My current config looks like this, it does not include
[plugins."io.containerd.grpc.v1.cri".containerd.runtimes.nvidia.options]
as the k3s readme above states.
hardware.nvidia = {
open = true;
package = config.boot.kernelPackages.nvidiaPackages.stable;
nvidiaSettings = true;
};
services.xserver = {
enable = false;
videoDrivers = [ "nvidia" ];
};
nixpkgs.config.allowUnfreePredicate = pkg: builtins.elem (lib.getName pkg) [
"nvidia-x11"
"nvidia-settings"
];
hardware.nvidia-container-toolkit.enable = true;
hardware.nvidia-container-toolkit.mount-nvidia-executables = true;
environment.systemPackages = with pkgs; [
nvidia-container-toolkit
runc
];
systemd.services = {
#nvidia-container-toolkit-cdi-generator = {
# # hack as with `--library-search-path`, `nvidia-ctk` won't find the libs
# environment.LD_LIBRARY_PATH = "${config.hardware.nvidia.package}/lib";
#};
k3s-containerd-setup = {
# `virtualisation.containerd.settings` has no effect on k3s' bundled containerd.

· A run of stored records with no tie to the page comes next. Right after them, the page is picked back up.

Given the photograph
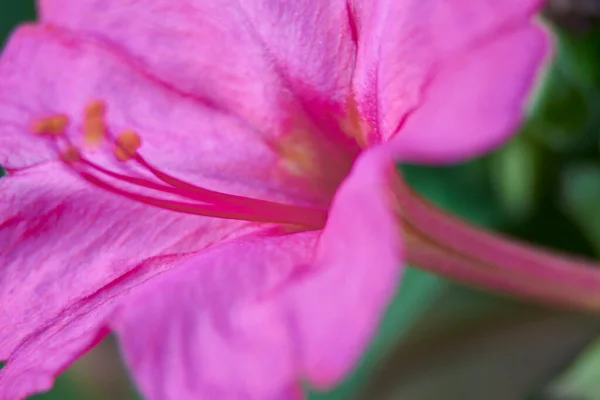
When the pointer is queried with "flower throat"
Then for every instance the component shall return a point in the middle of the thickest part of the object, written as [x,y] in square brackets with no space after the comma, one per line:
[191,199]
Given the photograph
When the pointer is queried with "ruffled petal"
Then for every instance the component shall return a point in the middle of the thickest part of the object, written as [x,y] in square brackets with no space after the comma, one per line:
[337,306]
[409,49]
[251,318]
[68,254]
[46,71]
[475,102]
[210,329]
[281,66]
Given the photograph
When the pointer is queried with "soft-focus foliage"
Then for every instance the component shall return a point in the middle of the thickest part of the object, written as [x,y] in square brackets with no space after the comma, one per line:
[442,341]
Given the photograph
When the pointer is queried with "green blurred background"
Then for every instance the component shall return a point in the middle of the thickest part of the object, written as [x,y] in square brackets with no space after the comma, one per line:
[443,341]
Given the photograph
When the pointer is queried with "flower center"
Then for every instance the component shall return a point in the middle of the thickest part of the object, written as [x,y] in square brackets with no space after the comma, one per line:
[158,188]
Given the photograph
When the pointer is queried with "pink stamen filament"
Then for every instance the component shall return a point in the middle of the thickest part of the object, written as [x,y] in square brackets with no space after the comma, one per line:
[210,203]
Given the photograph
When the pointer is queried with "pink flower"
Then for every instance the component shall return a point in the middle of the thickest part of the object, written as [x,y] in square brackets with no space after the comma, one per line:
[252,238]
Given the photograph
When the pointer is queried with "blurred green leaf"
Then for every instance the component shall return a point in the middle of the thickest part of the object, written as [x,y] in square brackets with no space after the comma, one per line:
[581,381]
[13,13]
[514,173]
[63,389]
[581,199]
[563,114]
[418,288]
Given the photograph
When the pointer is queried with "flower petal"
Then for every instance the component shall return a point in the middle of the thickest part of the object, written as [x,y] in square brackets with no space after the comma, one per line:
[404,45]
[279,65]
[68,254]
[475,102]
[46,71]
[250,318]
[209,330]
[359,260]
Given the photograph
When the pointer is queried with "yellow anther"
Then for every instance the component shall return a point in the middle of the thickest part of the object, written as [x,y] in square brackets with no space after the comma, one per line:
[353,125]
[127,145]
[94,131]
[53,125]
[94,126]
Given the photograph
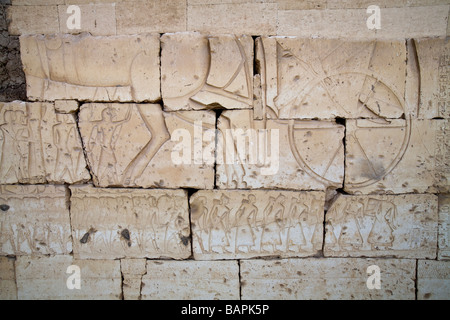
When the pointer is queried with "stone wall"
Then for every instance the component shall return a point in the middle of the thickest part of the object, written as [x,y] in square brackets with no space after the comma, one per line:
[225,150]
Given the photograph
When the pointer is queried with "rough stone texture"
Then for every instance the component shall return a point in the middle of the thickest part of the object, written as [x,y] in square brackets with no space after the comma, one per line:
[306,155]
[433,280]
[404,226]
[397,156]
[324,79]
[34,220]
[330,279]
[132,145]
[85,67]
[45,278]
[120,223]
[38,145]
[8,288]
[444,227]
[199,71]
[191,280]
[245,224]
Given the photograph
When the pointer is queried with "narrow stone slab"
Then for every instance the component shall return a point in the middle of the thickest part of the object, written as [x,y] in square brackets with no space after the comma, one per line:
[404,226]
[135,145]
[119,223]
[37,145]
[47,278]
[245,224]
[186,280]
[92,68]
[433,280]
[330,279]
[200,72]
[34,220]
[301,155]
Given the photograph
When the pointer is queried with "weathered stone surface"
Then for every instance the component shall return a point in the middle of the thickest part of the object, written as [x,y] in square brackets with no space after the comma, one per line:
[302,155]
[118,223]
[38,145]
[8,288]
[199,71]
[330,279]
[34,220]
[433,280]
[85,67]
[186,280]
[244,224]
[444,227]
[317,78]
[397,156]
[46,278]
[133,145]
[404,226]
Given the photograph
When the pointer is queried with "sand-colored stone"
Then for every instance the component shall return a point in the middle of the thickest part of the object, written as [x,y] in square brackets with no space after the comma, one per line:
[37,145]
[34,220]
[330,279]
[92,68]
[433,280]
[403,226]
[324,79]
[121,223]
[132,145]
[235,224]
[397,156]
[302,155]
[8,288]
[45,278]
[191,280]
[444,227]
[200,72]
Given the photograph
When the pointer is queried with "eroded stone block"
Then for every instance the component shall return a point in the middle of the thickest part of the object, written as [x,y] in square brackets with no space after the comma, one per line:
[433,280]
[119,223]
[404,226]
[34,220]
[330,279]
[46,278]
[200,72]
[196,280]
[136,145]
[92,68]
[38,145]
[245,224]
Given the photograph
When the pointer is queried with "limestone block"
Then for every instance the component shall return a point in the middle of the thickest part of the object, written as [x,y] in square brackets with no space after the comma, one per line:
[246,224]
[404,226]
[287,154]
[191,280]
[397,156]
[92,68]
[8,288]
[433,280]
[199,72]
[326,279]
[324,79]
[37,145]
[34,220]
[119,223]
[47,278]
[444,227]
[136,145]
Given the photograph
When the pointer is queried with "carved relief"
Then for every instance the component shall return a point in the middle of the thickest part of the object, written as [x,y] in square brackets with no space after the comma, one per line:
[200,72]
[34,220]
[404,226]
[243,224]
[117,223]
[84,67]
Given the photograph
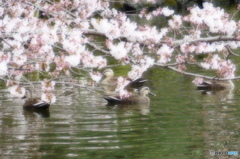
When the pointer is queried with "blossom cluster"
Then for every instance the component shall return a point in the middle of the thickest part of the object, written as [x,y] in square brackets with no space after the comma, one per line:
[52,37]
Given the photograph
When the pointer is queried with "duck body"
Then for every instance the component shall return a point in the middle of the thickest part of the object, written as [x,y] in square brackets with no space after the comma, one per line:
[215,85]
[34,103]
[139,98]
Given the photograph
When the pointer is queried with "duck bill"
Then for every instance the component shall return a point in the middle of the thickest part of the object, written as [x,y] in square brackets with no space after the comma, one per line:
[152,94]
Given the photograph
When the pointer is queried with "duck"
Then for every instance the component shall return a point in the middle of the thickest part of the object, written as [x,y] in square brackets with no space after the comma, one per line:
[140,98]
[33,103]
[111,80]
[215,85]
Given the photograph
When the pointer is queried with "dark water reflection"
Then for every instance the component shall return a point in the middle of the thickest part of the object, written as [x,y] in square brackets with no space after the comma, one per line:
[180,122]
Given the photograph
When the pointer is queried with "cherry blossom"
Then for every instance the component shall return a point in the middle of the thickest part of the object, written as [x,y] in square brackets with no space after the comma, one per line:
[51,38]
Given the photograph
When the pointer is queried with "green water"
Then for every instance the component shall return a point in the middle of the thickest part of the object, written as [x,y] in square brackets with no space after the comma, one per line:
[180,122]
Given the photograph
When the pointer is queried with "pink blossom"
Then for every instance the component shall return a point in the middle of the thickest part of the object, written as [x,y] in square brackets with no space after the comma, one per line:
[48,97]
[167,12]
[118,51]
[175,22]
[3,68]
[95,76]
[17,91]
[165,53]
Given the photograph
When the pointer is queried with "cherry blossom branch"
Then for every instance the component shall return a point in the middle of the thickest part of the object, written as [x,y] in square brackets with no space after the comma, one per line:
[194,74]
[206,39]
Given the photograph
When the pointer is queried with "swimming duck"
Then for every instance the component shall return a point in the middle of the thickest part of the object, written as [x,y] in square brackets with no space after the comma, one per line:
[111,80]
[132,99]
[215,85]
[33,103]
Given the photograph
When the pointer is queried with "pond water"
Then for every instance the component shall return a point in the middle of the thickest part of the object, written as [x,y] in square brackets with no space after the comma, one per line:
[180,122]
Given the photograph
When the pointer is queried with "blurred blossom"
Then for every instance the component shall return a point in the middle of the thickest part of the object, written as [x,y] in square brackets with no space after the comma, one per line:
[48,97]
[3,68]
[47,85]
[95,76]
[17,91]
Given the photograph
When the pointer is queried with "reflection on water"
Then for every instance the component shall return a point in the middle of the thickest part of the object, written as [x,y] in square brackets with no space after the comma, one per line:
[179,122]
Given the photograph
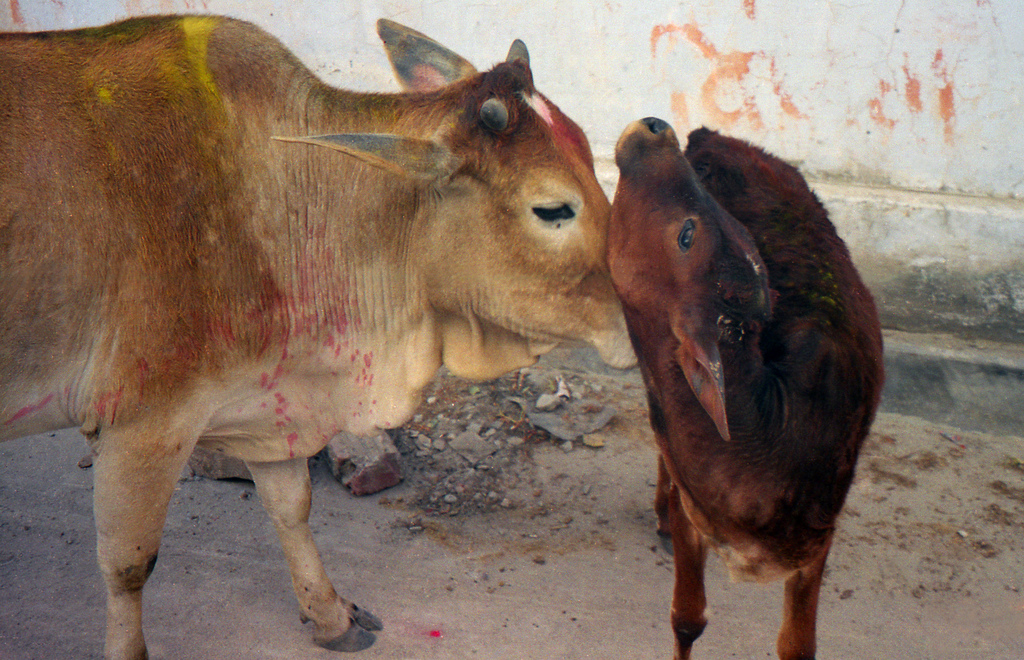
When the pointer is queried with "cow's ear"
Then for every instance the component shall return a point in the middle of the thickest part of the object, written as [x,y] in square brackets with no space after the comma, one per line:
[403,156]
[421,63]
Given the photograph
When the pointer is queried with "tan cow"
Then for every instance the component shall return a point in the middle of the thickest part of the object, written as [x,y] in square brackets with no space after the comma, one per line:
[171,273]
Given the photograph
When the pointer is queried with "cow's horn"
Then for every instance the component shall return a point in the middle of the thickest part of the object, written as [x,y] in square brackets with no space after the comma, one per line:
[518,51]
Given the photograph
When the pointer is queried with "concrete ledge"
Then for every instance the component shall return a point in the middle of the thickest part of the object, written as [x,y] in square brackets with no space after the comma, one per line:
[974,385]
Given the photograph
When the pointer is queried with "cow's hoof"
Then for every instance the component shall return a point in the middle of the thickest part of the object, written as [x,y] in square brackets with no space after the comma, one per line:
[354,639]
[366,619]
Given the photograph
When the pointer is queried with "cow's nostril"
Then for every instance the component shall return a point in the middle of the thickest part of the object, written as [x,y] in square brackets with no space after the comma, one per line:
[655,125]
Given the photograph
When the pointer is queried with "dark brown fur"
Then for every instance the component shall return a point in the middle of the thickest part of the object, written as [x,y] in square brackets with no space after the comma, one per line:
[801,364]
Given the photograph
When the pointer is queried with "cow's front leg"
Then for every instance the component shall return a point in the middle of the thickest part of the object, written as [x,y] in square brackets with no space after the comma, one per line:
[284,487]
[132,484]
[797,636]
[690,553]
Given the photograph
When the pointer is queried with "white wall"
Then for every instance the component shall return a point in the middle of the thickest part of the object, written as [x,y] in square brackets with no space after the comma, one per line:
[906,116]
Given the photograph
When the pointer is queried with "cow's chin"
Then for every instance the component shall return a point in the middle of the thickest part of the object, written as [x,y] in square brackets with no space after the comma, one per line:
[615,349]
[477,349]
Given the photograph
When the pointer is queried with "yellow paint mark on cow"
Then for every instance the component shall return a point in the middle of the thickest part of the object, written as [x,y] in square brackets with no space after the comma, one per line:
[198,31]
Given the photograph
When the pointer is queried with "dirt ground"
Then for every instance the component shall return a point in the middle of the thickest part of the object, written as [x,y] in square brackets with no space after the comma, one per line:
[505,541]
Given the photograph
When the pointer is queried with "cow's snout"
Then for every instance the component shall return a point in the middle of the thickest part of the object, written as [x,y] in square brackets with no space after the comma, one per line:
[655,125]
[644,140]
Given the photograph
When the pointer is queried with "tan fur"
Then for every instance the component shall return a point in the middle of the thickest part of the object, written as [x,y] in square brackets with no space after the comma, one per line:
[171,274]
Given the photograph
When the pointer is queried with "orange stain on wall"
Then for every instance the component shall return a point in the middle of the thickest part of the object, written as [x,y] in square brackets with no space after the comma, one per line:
[947,111]
[680,114]
[912,91]
[729,74]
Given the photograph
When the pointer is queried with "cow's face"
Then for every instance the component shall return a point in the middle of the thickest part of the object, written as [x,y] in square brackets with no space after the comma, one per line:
[689,274]
[509,239]
[516,243]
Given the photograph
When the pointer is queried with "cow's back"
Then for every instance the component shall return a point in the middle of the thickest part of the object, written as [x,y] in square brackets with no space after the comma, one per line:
[125,242]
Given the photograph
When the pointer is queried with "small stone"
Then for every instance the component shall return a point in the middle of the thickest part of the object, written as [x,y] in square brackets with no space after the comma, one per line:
[548,402]
[215,465]
[471,446]
[366,465]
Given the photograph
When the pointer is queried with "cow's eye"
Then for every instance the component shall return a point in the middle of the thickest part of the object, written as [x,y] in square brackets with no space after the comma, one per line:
[494,115]
[686,235]
[554,214]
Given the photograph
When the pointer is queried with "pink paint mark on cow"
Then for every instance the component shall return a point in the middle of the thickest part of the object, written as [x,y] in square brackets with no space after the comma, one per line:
[29,409]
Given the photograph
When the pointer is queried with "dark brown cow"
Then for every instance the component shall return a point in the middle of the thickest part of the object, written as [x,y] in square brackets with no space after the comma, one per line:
[762,355]
[171,273]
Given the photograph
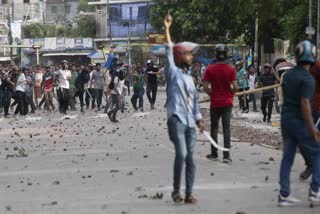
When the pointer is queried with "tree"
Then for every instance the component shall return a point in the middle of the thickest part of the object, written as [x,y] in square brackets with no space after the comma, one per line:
[85,7]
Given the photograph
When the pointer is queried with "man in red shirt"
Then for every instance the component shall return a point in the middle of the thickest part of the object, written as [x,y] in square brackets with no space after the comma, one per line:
[223,80]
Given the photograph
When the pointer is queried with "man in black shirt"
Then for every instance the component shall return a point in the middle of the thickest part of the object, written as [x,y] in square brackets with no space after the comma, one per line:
[268,78]
[152,82]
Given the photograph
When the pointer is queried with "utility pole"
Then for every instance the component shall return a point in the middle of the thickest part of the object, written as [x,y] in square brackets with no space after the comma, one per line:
[318,28]
[256,37]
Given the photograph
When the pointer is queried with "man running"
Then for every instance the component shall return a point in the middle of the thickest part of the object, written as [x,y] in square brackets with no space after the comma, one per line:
[221,76]
[297,125]
[182,110]
[64,75]
[152,82]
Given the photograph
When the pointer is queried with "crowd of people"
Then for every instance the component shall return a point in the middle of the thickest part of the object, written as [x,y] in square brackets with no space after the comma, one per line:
[71,84]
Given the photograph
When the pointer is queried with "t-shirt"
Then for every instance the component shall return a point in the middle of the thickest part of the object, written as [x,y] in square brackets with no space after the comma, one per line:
[98,78]
[63,78]
[138,85]
[220,76]
[242,79]
[267,79]
[152,78]
[118,84]
[297,83]
[316,99]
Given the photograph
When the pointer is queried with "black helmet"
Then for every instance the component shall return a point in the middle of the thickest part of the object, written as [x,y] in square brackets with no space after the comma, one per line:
[221,52]
[306,52]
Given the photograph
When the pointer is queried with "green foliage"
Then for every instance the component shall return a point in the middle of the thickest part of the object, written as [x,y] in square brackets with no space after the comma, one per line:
[212,21]
[85,27]
[85,7]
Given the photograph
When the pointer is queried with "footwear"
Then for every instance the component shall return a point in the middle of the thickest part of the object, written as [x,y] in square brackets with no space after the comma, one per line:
[306,173]
[189,199]
[227,160]
[176,197]
[287,201]
[314,196]
[212,157]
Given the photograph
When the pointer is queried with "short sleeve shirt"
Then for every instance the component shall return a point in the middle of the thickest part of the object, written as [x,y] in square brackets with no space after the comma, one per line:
[220,76]
[297,83]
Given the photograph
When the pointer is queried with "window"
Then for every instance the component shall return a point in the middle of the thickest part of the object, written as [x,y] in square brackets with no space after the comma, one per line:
[54,9]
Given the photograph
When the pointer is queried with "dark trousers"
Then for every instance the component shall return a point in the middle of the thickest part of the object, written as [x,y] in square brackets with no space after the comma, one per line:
[137,95]
[243,100]
[7,101]
[90,96]
[80,94]
[216,114]
[252,98]
[22,101]
[152,93]
[98,96]
[63,98]
[267,101]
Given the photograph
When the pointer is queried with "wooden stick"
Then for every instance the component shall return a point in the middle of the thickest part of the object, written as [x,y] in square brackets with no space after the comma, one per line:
[247,92]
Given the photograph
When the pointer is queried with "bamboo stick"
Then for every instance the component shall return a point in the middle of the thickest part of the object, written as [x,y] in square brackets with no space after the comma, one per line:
[247,92]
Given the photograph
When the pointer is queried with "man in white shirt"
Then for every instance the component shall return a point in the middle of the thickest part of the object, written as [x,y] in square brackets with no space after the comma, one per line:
[64,75]
[118,87]
[21,93]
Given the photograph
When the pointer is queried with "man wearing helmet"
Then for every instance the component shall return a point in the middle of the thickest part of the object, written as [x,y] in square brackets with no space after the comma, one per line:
[152,82]
[64,75]
[182,110]
[297,126]
[220,76]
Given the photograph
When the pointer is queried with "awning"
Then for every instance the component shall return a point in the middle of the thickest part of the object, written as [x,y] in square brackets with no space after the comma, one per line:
[65,54]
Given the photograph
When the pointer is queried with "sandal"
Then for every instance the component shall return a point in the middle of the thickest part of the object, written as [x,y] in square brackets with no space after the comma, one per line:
[189,199]
[176,197]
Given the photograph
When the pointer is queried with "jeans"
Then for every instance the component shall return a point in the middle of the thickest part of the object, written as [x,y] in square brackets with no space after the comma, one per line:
[294,134]
[98,96]
[152,90]
[252,98]
[243,100]
[22,101]
[216,114]
[267,101]
[184,140]
[137,95]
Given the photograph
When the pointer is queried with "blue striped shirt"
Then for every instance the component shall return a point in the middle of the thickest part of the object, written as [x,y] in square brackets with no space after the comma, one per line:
[181,92]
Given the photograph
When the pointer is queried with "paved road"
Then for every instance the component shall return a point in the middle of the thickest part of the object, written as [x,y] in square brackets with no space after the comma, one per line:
[83,164]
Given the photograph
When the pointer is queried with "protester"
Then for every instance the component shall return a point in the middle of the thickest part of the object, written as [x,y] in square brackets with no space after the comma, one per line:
[182,110]
[47,88]
[297,125]
[152,82]
[252,78]
[243,86]
[63,91]
[268,78]
[138,90]
[221,76]
[98,79]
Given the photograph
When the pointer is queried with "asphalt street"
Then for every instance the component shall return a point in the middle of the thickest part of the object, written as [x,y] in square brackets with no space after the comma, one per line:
[84,164]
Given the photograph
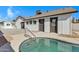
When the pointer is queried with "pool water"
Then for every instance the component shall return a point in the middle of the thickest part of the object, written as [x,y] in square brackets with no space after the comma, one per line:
[41,44]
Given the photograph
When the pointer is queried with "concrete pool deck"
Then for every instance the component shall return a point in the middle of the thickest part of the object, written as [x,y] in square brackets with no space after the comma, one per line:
[16,38]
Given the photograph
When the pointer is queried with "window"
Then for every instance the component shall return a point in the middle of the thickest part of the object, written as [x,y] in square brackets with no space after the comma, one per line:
[34,22]
[30,22]
[8,24]
[26,22]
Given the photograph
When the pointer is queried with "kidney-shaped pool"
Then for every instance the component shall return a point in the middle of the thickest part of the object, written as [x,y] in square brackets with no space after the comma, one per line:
[41,44]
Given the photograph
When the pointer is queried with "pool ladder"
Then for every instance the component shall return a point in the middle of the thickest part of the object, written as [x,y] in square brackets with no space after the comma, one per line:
[27,35]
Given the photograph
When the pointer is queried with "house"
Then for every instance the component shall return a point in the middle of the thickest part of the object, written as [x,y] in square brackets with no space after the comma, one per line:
[6,25]
[57,21]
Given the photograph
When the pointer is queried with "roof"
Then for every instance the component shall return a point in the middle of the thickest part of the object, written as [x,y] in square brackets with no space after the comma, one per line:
[55,12]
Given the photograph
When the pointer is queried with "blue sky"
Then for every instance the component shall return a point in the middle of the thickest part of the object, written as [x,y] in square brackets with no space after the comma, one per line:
[11,12]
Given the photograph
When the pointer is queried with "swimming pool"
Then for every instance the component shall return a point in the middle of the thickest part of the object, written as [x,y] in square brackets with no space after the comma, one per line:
[41,44]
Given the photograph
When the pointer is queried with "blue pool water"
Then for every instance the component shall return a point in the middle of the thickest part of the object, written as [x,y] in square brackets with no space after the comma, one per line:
[41,44]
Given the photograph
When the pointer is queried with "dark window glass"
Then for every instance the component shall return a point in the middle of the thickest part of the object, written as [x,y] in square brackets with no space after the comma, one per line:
[26,22]
[34,22]
[30,22]
[8,24]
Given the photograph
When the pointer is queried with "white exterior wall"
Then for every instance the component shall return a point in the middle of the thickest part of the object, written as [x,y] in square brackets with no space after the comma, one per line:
[47,24]
[18,23]
[33,27]
[7,27]
[65,24]
[75,26]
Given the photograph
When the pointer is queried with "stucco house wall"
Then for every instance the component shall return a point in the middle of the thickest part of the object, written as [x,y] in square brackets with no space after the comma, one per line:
[64,24]
[75,26]
[18,23]
[33,27]
[7,25]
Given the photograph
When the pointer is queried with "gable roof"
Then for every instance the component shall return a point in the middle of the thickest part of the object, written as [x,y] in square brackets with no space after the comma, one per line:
[55,12]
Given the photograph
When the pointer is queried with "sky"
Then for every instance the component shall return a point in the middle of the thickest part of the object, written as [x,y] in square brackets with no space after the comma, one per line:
[11,12]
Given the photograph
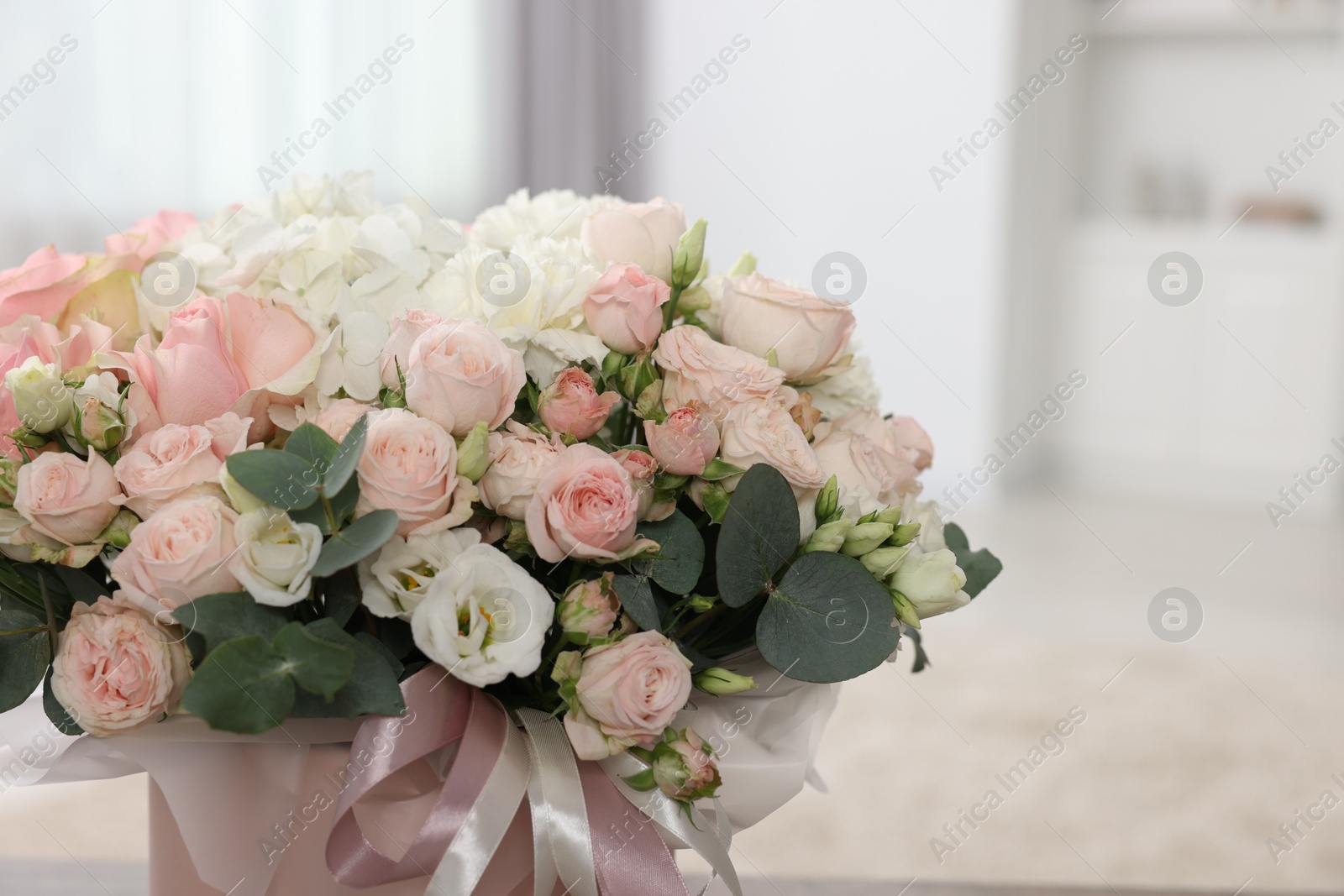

serviceConfig.Type = "oneshot";
requiredBy = ["k3s.service"];
before = ["k3s.service"];
script = ''
mkdir -p /var/lib/rancher/k3s/agent/etc/containerd
cat << EOF > /var/lib/rancher/k3s/agent/etc/containerd/config.toml.tmpl
{{ template "base" . }}
[plugins."io.containerd.grpc.v1.cri".containerd.runtimes.nvidia]
privileged_without_host_devices = false
runtime_engine = ""
runtime_root = ""
runtime_type = "io.containerd.runc.v2"
EOF
'';
};
};
Also applied
apiVersion: node.k8s.io/v1
handler: nvidia
kind: RuntimeClass
metadata:
labels:
app.kubernetes.io/component: gpu-operator
name: nvidia
, installed nvdp/nvidia-device-plugin helm chart with runtimeClassName=nvidia and deployed
apiVersion: v1
kind: Pod
metadata:
name: nbody-gpu-benchmark
namespace: default
spec:
restartPolicy: OnFailure
runtimeClassName: nvidia
containers:
- name: cuda-container
image: nvcr.io/nvidia/k8s/cuda-sample:nbody
args: ["nbody", "-gpu", "-benchmark"]
env:
- name: NVIDIA_VISIBLE_DEVICES
value: all
- name: NVIDIA_DRIVER_CAPABILITIES
value: all
which is crashing.
My understanding is that there is a missing piece, the runtime is not really available / detected by the k3s containerd/runc.
Does anyone have a working config on 25.05 with k3s that they can share?